Cech's findings of 1982 met with heated debate in the scientific community, for it upset many beliefs about the nature of enzymes. Cech's ribozyme was in fact not a true enzyme, for thus far he had shown it only to work upon itself and to be changed in the reaction; true enzymes catalyze repeatedly and come out of the reaction unchanged. Other critics argued that this was a freak bit of RNA on a strange microorganism and that it would not be found in other organisms. They were soon proved wrong, however, when scientists around the world began discovering other RNA enzymes. In 1984, Sidney Altman proved that RNA carries out enzyme-like activities on substances other than itself.
The discovery of catalytic RNA has had profound results. In the medical field alone RNA enzymology may lead to cures of viral infections. By using these rybozymes as gene scissors, the RNA molecule can be cut at certain points, destroying the RNA molecules that cause infections or genetic disorders. In life sciences, the discovery of catalytic RNA has also changed conventional wisdom. The old debate about whether proteins or nucleic acids were the first bit of life form seems to have been solved. If RNA can act as a catalyst and a genetic template to create proteins as well as itself, then it is rather certain that RNA was first in the chain of life.
Cech and Altman won the Nobel Prize for Chemistry in 1989 for their independent discoveries of catalytic RNA. Cech has also been awarded the Passano Foundation Young Scientist Award and the Harrison Howe Award in 1984; the Pfizer Award in Enzyme Chemistry in 1985; the U. S. Steel Award in Molecular Biology; and the V. D. Mattia Award in 1987. In 1988, he won the Newcombe-Cleveland Award, the Heineken Prize, the Gairdner Foundation International Award, the Louisa Gross Horwitz Prize, and the Albert Lasker Basic Medical Research Award; he was presented with the Bonfils-Stanton Award for Science in 1990.

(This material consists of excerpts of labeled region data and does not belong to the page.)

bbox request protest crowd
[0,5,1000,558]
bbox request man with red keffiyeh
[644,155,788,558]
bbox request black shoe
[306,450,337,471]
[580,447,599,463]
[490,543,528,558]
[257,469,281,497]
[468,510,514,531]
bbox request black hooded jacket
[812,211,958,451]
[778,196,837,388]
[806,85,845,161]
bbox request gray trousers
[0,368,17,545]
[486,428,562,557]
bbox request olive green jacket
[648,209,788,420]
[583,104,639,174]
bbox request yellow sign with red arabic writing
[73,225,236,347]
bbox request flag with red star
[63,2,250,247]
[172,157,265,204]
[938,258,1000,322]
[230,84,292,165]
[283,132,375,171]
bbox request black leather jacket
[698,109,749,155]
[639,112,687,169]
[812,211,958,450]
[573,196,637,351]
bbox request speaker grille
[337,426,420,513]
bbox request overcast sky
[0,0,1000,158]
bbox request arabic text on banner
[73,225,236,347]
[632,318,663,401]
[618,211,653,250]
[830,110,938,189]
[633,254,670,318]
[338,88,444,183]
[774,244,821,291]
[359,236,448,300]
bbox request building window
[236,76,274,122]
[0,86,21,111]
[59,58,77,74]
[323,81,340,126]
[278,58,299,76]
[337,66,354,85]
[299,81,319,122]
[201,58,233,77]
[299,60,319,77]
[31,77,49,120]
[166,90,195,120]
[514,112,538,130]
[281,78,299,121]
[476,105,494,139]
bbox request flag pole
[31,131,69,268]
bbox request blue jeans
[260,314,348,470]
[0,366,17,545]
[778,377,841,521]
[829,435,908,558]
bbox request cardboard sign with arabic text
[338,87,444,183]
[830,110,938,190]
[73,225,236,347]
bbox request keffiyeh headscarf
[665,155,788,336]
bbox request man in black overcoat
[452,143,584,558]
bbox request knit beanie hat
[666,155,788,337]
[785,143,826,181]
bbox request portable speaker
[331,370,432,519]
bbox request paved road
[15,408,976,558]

Since winning the Nobel Prize, Cech has continued his research on ribozymes and RNA's structure, in addition to chromosome structure. He has also studied the telomerase enzyme, which helps protect dividing cells' chromosomes, and has done some cancer cell research. In 1987 Cech was named a research professor for the American Cancer Society and in 1988 he became an investigator for the Howard Hughes Medical Institute. He held these positions concurrently with his faculty post at the University of Colorado, which made him a distinguished professor in 1990. Cech has also served as a deputy editor of Science and worked with various biotechnology companies.
Since the spring of 1999, Cech has been president of the Howard Hughes Medical Institute. However, he continues to spend one week a month doing research at his laboratory in Colorado.